If staging the perfect murder is hard enough, staging a good murder mystery has its own challenges. With all the mischievousness of its main characters, Patrick Hamilton’s Rope dodges those responsibilities by flipping the script: the murder is made in front of us and the motive is the mystery. It’s been a while since thrillers like this were a staple of the Shaw lineup but Rope has no reservations about swanning into the Royal George Theatre with a tailcoat and a born-to-rule confidence.
Oxford undergraduates and closeted lovers Brandon and Granillo open proceedings by killing a fellow student and stuffing the corpse in a chest in their Mayfair flat before hosting a dinner party for some fellow aristocrats – including the endlessly pontificating Rupert and the victim’s parents, Mrs Debenham and the ludicrously Britishly named Sir Johnstone Kentley. As they arouse suspicion for the fun of it by serving tea on the ornate chest-cum-coffin, we are left to wonder if they will be rumbled before finally embarking on an oft-repeated promise to leave for Oxford.
It’s a fun little script that hums along at a fine pace for the most part. As with most drawing room dramas it relies on its actors and characters being not just effective but tolerable. It’s easy to earn laughs with humdrum dialogue if it’s in a hammy and plummy British accent. Rupert’s aggrandizing philosophizing is compelling when you can opt in but quickly grows tiresome when you are trapped with real life Ruperts – as certain Oxonian reviewers and their long-suffering friends will tell you. More generally, the play’s conceit is that it’s one long tease – which works to a point, until you want them to just get on with it. Luckily, the play gets there just in time before boredom can puncture the bluster that keeps the show moving.
Kelly Wong and Travis Seetoo play off each other well as Brandon and Granillo, sustaining the pair’s unspoken but obvious attraction with a carefully affected aloofness. Rope relies on its Rupert to carry the day (especially in its second half, where the action lags and Rupert dominates the conversation) and Michael Therriault steps up to the crease.

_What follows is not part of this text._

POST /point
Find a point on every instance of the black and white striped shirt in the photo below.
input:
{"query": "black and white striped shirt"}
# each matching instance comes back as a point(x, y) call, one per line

As with any proper British performance, style is of the utmost importance. The set feels intimate and voyeuristic but still expansive enough to convey the opulence and splendour of the surroundings. The gentlemen are dressed to the nines – none would look out of place holding forth at the Oxford Union – and the costume design succeeds holistically in making you feel awfully underdressed.
The text itself is a little faulty at times but there’s more than enough subtext to make up for it. If you like British accents – or just a British sense of humour – and a good suit, Rope is a good occasion to while away an evening.